In 1976, the number of murders had increased to a grisly 1,969 to a
rate of 7.2. By 1993, the last year of David Dinkins, New York City's
first black Democrat mayor, they peaked at 2,420 at a 13.3 rate. Only a
little below Chicago's current 15.65 rate. By Giuliani's second year in
office, the city was down to 1,550 murders, a low that it hadn't seen
since 1970. By the time he left office, there had only been 960 murders
at a rate of 5.0 per 100,000 people. Giuliani had taken the city back to
1965 and its murder rate today is, incredibly, at the national average
for the northeast.
The New York City success story was the triumph of prosperity and the
police state. With enough cops on the street, given a free hand, New
York City could have the murder rate of liberal paradises like Austin or
Seattle. Giuliani made it safe for liberals to move back to New York
City and play artist, uptown banker with social justice commitments,
aspiring actress, foodie, tech guru or random trendy urbanite. And once
they were there, the golden fountain began to flow, crime rates
continued falling and the city could be taken off life support.
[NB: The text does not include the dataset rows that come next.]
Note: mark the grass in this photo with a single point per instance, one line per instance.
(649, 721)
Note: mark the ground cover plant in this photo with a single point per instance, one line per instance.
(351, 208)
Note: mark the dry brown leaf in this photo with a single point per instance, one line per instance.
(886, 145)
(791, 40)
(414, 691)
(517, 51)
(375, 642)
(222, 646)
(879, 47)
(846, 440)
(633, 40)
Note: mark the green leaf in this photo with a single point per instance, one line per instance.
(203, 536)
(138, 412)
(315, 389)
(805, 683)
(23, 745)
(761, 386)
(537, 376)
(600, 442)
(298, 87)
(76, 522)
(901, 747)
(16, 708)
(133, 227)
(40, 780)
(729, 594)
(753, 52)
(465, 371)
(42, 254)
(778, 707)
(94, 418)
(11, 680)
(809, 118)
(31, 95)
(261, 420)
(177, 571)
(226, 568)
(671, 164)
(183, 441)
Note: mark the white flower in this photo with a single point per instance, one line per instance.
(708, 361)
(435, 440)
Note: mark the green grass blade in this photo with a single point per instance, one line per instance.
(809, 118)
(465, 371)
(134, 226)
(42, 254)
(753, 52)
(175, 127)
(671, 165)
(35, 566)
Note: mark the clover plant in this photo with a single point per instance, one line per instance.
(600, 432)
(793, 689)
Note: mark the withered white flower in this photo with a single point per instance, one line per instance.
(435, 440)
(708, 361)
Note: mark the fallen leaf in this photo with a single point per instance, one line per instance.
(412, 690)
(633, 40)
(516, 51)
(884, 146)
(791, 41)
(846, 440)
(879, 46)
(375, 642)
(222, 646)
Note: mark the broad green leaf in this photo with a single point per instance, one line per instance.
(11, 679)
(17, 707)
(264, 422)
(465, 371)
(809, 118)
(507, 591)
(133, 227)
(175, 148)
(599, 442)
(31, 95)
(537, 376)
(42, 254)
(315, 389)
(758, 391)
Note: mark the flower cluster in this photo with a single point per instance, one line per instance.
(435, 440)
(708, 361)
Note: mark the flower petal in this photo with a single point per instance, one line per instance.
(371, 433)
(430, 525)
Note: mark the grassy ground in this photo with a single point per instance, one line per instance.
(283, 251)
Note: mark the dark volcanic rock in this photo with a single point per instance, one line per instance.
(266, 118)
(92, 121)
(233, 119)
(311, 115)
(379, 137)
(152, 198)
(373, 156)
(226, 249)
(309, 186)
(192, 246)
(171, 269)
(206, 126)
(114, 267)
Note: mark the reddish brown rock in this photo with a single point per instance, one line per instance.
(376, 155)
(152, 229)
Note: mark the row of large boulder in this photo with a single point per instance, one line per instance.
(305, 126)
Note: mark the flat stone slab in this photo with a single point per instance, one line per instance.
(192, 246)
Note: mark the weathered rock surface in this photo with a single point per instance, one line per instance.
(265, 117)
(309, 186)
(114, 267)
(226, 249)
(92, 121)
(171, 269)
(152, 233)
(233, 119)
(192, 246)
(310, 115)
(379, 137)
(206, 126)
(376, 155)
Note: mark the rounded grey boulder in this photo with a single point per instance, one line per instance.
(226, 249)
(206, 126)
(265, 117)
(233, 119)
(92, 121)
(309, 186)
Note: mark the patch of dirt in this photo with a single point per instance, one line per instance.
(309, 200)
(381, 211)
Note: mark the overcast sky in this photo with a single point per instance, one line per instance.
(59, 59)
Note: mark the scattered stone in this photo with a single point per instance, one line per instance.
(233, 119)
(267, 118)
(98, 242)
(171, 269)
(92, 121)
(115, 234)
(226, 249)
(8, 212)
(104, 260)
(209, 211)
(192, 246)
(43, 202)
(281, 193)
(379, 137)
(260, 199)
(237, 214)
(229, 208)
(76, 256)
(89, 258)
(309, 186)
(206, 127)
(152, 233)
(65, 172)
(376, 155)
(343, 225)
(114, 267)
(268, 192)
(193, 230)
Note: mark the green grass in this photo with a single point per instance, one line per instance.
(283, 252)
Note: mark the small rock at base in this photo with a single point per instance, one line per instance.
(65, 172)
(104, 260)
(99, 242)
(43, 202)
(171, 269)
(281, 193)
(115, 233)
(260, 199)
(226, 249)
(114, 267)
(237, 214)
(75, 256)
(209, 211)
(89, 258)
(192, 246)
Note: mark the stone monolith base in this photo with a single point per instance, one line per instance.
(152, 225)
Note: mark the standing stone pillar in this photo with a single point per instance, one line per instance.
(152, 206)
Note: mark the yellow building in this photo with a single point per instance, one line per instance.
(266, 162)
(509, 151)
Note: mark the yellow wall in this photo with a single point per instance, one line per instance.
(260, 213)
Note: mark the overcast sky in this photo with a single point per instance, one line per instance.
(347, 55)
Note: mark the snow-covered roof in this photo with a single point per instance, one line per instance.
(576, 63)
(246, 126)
Reagan cleaned up the economy and allowed liberals to begin safely
getting rich again. Giuliani cleaned up the city and allowed liberals to
safely walk its streets. Both men fulfilled the traditional function of
the Republican as the paternal figure who steps in when baby makes a
mess and cleans it up while allowing baby to believe that it was done by
magic.
Liberals cannot come to terms with what happened in New York City,
because it would force them to acknowledge that their lifestyle is made
possible by either right wing suburban cops violating civil rights or by
fleeing to sheltered cities with low minority populations. And with a
new Carter in office, the cycle of the seventies is coming full circle
again, not just militarily or economically, but also when it comes to
crime rates.
Urban liberals like to believe that it was unthinking city planners and
the automobile that destroyed the city, when it was actually them. The
city planners are still unthinking and the automobiles are still
motoring, but the cities are back only to the extent that law
enforcement has undone some of their worst mistakes. Now with an urban
liberal in the White House, the mistakes are being repeated again,
backed once again by the power of the Federal government.
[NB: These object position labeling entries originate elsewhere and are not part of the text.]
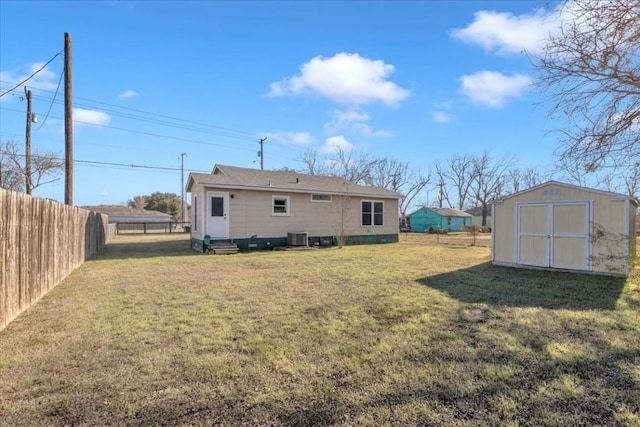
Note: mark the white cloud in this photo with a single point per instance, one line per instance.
(352, 121)
(443, 117)
(505, 33)
(335, 144)
(493, 89)
(346, 78)
(82, 116)
(128, 94)
(291, 138)
(45, 79)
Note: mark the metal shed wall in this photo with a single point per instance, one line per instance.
(562, 226)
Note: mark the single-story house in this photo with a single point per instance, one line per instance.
(258, 209)
(449, 219)
(565, 227)
(476, 216)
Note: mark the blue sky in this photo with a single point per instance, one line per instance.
(413, 80)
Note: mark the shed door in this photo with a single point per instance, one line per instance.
(554, 235)
(217, 212)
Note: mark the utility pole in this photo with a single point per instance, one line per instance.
(182, 185)
(261, 152)
(68, 123)
(27, 149)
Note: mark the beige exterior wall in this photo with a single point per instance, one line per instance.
(250, 213)
(607, 246)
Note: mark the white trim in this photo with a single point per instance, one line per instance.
(225, 214)
(320, 200)
(287, 206)
(588, 203)
(373, 222)
(195, 213)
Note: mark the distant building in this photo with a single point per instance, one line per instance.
(449, 219)
(124, 214)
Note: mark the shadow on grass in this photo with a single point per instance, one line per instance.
(141, 246)
(519, 287)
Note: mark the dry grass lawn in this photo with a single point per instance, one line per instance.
(414, 333)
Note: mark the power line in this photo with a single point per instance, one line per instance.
(249, 135)
(94, 162)
(31, 76)
(146, 133)
(51, 104)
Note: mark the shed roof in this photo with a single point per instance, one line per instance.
(233, 177)
(614, 196)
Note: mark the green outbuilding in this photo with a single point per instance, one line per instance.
(439, 219)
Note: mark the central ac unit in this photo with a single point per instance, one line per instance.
(299, 238)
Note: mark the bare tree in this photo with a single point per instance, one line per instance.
(456, 175)
(45, 167)
(488, 180)
(346, 164)
(385, 172)
(443, 189)
(632, 180)
(589, 71)
(396, 175)
(520, 179)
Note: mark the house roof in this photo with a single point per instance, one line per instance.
(116, 210)
(444, 211)
(477, 211)
(614, 196)
(233, 177)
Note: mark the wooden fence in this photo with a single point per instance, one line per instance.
(41, 242)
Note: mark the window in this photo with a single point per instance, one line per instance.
(280, 205)
(372, 213)
(195, 213)
(321, 197)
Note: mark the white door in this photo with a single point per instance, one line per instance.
(554, 235)
(217, 213)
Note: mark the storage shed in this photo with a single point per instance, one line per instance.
(565, 227)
The rural area is protected by the 2nd Amendment and the urban area by
the police state. The liberal, who is only interested in enforcing laws
against real criminals like people who fill in swamps or make
politically incorrect jokes, would like to take away the firearms of the
rural gun owner and dismantle the law enforcement defenses of the urban
area. Taking away the guns will not fix the problem. All it will do is
allow the gangs, who will always have the guns, to dominate urban and
rural areas.
Down in the 40th, the boys in blue still walk the streets as they do in
so many other cities. It's a thin line here and everywhere else where
everyone wants more cops, but can't afford to pay them. And you can't
put a cop on every single block of every single city and town, not to
mention farmhouse. Gangs, many of them even more dangerous than the ones
you'll find in the Bronx, are spreading across the country. Stopping
them will take more than the police state that Bloomberg still oversees.
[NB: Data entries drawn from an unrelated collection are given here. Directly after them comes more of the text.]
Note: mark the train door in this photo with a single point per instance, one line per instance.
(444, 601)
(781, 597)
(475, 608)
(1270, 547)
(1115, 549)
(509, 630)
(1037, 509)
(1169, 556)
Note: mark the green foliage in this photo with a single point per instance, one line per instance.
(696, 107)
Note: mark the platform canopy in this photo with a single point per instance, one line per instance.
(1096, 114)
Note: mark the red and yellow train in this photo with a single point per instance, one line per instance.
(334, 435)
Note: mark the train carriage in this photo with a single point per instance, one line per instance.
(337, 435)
The old urban lesson of the seventies is that the difference between
civilization and the jungle is security. And there is no substitute for
security, whether it's the security of one man with a gun, or a very
expensive police department of men with guns carrying out the marching
orders of statistical analysts.
The political left has forgotten the lesson of Willie Horton in its
arrogance and its base of metal working artists in converted warehouses
has forgotten the lessons of that old Times Square that they never
visited, but still nostalgically pine for. And as they work to disarm
the people and dismantle police forces, it is inevitable that it is a
lesson that they will be forced to learn again.